I wrote the quartet of haikus in 2023, following a sojourn in Tanjung Pinang, municipal city of the Riau archipelago, Bintan. The town has deep memories for me having visited the place since age six, when my late mother returned to visit her father, my maternal grandfather.

The ancestral residence on Jalan Merdeka, in the heart of town, still stands – but is in disrepair. Back then, uncles, aunts and cousins would gather at the house, welcoming us with warmth, laughter and food. Today, the house is silent.

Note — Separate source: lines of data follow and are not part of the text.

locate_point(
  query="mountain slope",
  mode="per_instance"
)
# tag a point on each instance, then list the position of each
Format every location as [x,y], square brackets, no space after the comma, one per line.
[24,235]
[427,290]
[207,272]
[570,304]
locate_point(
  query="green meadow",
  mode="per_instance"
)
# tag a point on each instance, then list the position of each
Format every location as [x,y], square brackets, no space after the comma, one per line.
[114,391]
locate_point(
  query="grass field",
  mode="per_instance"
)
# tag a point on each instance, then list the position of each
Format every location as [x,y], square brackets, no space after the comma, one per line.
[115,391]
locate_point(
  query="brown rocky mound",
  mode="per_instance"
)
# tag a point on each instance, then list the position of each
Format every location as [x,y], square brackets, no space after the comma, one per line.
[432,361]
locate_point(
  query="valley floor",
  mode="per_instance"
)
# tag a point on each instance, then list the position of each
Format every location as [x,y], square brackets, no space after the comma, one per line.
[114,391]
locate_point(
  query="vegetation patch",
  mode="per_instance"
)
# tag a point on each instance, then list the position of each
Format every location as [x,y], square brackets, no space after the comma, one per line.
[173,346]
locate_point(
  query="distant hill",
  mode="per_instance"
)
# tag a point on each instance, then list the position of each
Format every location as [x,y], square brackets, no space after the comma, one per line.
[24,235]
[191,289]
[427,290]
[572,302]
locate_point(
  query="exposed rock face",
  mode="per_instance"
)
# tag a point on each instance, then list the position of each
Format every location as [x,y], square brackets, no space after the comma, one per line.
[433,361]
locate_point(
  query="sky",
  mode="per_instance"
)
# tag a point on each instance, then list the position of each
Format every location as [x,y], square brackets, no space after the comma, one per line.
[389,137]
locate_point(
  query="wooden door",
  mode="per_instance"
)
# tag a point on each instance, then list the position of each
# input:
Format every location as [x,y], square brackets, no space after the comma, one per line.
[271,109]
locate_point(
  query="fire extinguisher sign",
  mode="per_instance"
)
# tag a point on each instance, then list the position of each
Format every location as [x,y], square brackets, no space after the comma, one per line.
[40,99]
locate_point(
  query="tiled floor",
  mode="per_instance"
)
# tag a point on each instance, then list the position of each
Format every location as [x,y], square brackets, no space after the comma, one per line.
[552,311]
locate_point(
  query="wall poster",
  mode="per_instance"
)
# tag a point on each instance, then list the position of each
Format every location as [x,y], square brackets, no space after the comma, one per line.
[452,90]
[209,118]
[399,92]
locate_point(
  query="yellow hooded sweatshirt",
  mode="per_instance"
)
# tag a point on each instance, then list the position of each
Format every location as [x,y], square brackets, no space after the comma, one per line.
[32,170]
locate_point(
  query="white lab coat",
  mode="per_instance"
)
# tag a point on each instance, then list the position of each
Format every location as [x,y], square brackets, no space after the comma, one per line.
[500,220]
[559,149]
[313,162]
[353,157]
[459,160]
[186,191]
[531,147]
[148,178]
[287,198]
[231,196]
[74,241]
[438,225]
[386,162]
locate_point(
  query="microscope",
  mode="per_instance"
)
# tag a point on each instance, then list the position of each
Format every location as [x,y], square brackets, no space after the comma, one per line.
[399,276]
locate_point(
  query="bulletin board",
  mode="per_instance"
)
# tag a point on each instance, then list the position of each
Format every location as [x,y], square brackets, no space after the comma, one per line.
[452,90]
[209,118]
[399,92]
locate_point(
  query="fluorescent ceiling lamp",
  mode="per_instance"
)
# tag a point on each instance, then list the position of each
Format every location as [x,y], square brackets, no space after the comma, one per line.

I go to Tanjung Pinang periodically to observe the stevedores at the docks; explore the labyrinth of houses on stilts; survey the bazaar, marketplace and pasar tani (farmers’ market); enjoy the local food and seafood; stock up on sun-dried provisions; and in recent times, visit the hipster cafés and restaurants.

The stay at Ubah Rumah will add a new chapter to my repository of Riau Islands stories. The experience, whilst informed by the distant past, will be current in attitude, fresh in point of view, contemporary in outlook.

Research Residency Proposal

During my residency with Ubah Rumah, I plan to collaborate closely with Nikoi Island’s staff to explore the rich diversity of botanicals across the island, including crops from the main island's Kebun Reja, riverine, estuaries, wetlands and intertidal zones. This involves collecting botanical samples, foraged materials, and natural detritus to study their character. I aim to prototype receptacles using coconut husks and bamboo stems, and identify suitable locally-crafted vessels and wares. I will make botanical arrangements and installations, incorporating traditional crafts of coconut-palm leaves created by staff, for guestrooms, dining areas, and central spaces. With the support of Nikoi’s staff, I plan to document the work-in-progress.

I hope to conduct botanical workshops for guests of all ages, using responsibly foraged materials to spark creative engagement with nature. I aim to create installations on Nikoi Island that offer both staff and guests an immersive botanical experience, highlighting indigenous flora. By sharing creative approaches to familiar botanicals, I seek to inspire joy and new perspectives among the staff while supporting local craftspeople in using locally made receptacles and wares.

In responding to the residency’s “art of hosting” theme, I hope to lead a shared experience with staff in preparing nasi ulam, the Peranakan herb rice. I aspire to build meaningful connections in fostering friendship with the staff, and forging a longer term relationship with the island.

Selected Works To Date

“When morning comes, bawarchi (kitchen help) will know that it’s but a dream” (2023), Islamabad, Pakistan. All photos by Ricky Yeo.
Strelitzia reginae, leucospermum cordifolium, heliconia rostrata, etlingera elatior, parkia speciosa pod, alocasia amazonica, baby pineapples in terracotta pot.
“Phantasmagoria: A botanical dreamscape wicked and wild” (2023) No Sleep Club gastropub, Singapore.
Young coconuts on branch, celastrus orbiculatus on tampah.
Musa acuminata, vanda orchid, strelitzia reginae, anthurium, jatropha podagrica, etlingera elatior in tissue-wrapped recycled vessel.
Lingzhi mushroom, bol moss, rocks on tampah.
Maize plant, tagetes erecta in tissue-wrapped recycled vessel.
Colocasia esculenta (taro) plant, jade knight pumpkin, coconut, bitter gourd, snake gourd, jicama, amorphophallus paeoniifolius (elephant foot yam) on tampah.